The 680-page epic, A Brief History of Seven Killings, has been dubbed the great Jamaican novel by critics and covers social upheaval and political violence on the Caribbean island.

James, an English professor who lives in the US, is the first Jamaican to be honoured with the prestigious £50,000 literary prize.

Collecting the accolade, presented by the Duchess of Cornwall, he said: "The Booker is the kind of thing that shapes your writing and shapes your thinking.

"It's so surreal. I keep thinking I'm going to wake up or fall into a whole barrage of tears but I'm going to keep it together."

James also joked: "I'm not an easy writer to like."

Michael Wood, chair of the judges, said the novel was "extraordinary" but controversial.

"It’s very violent, full of swearing," he said, adding: "It’s also full of surprises."

In his acceptance speech, the 44-year-old said: "You know, ten years ago, in fact almost exactly ten years ago, I'd given up on writing.

"I'd written a novel and then deleted it. I destroyed it. It was a novel that was actually rejected around 70 times and I figured I was clearly not meant to write books.

"It was not until a writer came to Jamaica, her name was Kaylie Jones - her father wrote From Here to Eternity - and she insisted I show her this manuscript. And can I tell you, Norton undelete does not work if you deleted a file over four years ago.

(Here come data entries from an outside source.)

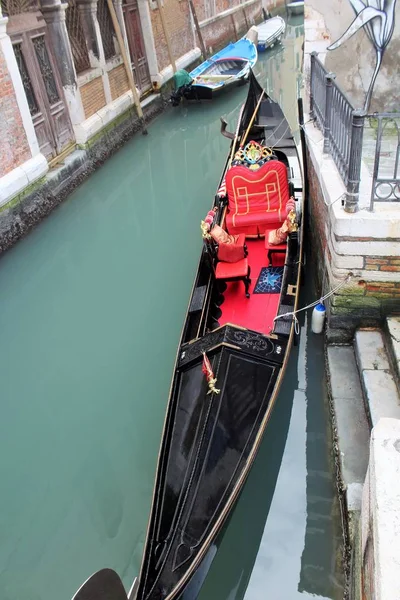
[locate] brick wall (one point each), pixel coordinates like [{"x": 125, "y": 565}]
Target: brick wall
[
  {"x": 93, "y": 97},
  {"x": 217, "y": 34},
  {"x": 118, "y": 81},
  {"x": 14, "y": 148},
  {"x": 176, "y": 13},
  {"x": 365, "y": 299}
]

"I remember going through so much lengths to find this novel. I found it on an old laptop in Outlook Express - and that should tell you how old it was - and there it was. She published the novel and I'm eternally grateful to her."

James' debut novel was The Book of Night Women, also set in Jamaica, which follows Lilith, a young woman born into slavery who challenges the boundaries of what is expected of her.